As noted earlier, maintaining New York’s status as the center of world finance depends more than anything on keeping top talent in the tri-state region. The immediate challenge is the estimated 40,000 professionals who are suddenly out of work, have lost a significant amount of their net worth, and do not see immediate prospects for re-employment in their industry. The State Department of Labor, New York City, the Partnership and various other groups have begun to discuss coordinated placement strategies aimed at redeploying talent within the region. The state should consider reprogramming or asking for additional federal workforce development funds to support this effort, including not only financial professionals but the support personnel from other sectors who are also affected.


A final message that needs to be made loud and clear is that New York’s tax burden on business and individuals is already high and a tax increase at this time would be very destructive to attraction and retention of businesses and high end talent. New York should not forget that the markets are global, trading is done electronically, and that New York must remain competitive. Spending reductions, deferrals and alternate sources of revenue – other than taxes — need to be the way New York State closes its budget gap for the duration of this crisis.

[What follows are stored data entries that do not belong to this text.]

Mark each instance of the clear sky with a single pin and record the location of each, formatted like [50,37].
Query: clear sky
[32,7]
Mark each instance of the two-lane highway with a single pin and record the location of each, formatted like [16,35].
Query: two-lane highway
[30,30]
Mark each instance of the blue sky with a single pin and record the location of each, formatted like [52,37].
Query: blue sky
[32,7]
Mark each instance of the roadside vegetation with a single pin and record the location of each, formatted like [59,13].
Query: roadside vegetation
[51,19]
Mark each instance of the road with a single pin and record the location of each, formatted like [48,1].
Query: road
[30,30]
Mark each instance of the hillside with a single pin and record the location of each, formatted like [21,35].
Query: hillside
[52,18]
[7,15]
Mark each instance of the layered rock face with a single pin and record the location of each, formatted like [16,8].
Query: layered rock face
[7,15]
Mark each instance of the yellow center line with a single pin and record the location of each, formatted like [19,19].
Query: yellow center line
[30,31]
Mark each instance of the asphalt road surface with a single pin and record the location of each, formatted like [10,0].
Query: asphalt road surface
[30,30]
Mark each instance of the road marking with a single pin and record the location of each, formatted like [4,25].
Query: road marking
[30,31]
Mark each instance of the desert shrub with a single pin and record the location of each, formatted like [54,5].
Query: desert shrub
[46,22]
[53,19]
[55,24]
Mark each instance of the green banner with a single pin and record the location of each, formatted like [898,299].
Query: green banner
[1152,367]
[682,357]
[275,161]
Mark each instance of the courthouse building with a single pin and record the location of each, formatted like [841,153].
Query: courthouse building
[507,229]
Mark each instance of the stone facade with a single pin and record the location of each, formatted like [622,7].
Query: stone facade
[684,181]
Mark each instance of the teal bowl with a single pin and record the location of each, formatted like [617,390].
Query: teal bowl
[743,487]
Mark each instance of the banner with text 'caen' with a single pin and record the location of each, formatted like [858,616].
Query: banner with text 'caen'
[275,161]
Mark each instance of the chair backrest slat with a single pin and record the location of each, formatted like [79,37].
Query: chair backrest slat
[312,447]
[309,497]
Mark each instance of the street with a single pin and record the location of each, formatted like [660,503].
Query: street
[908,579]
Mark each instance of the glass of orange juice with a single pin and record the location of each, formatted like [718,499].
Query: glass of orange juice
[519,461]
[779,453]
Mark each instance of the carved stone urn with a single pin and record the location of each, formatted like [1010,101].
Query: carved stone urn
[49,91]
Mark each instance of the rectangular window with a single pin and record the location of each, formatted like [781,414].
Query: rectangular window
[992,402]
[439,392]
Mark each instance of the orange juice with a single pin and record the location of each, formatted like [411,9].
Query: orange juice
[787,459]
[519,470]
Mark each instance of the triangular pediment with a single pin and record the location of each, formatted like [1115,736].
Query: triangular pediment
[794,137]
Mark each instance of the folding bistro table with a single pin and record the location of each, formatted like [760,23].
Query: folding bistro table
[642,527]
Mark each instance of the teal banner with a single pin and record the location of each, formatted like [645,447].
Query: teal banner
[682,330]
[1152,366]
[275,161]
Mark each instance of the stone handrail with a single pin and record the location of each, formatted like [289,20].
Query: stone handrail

Glenn Hutchins, one of our Board members, recently observed that the financial system will migrate to where GDP growth is occurring and capital is accumulating. New York must get its house in order to retain and continue to attract companies. This will require tax and regulatory policies that are highly competitive as well as significant investment in technological innovation in the private and public sectors. New York certainly needs to diversify its economy to cushion against downturns in the financial sector, but we can never replace the value that Wall Street brings to this city and state. No other industry could provide the scope and size of value-added services, the tax revenues, or the multiplier impact in other sectors. New York’s status as world financial capital is what brings international business and investment here. Our challenge is to convince the rest of America that prosperity on Main Street is only possible if Wall Street continues to flourish. This hearing is an excellent opportunity to start that process.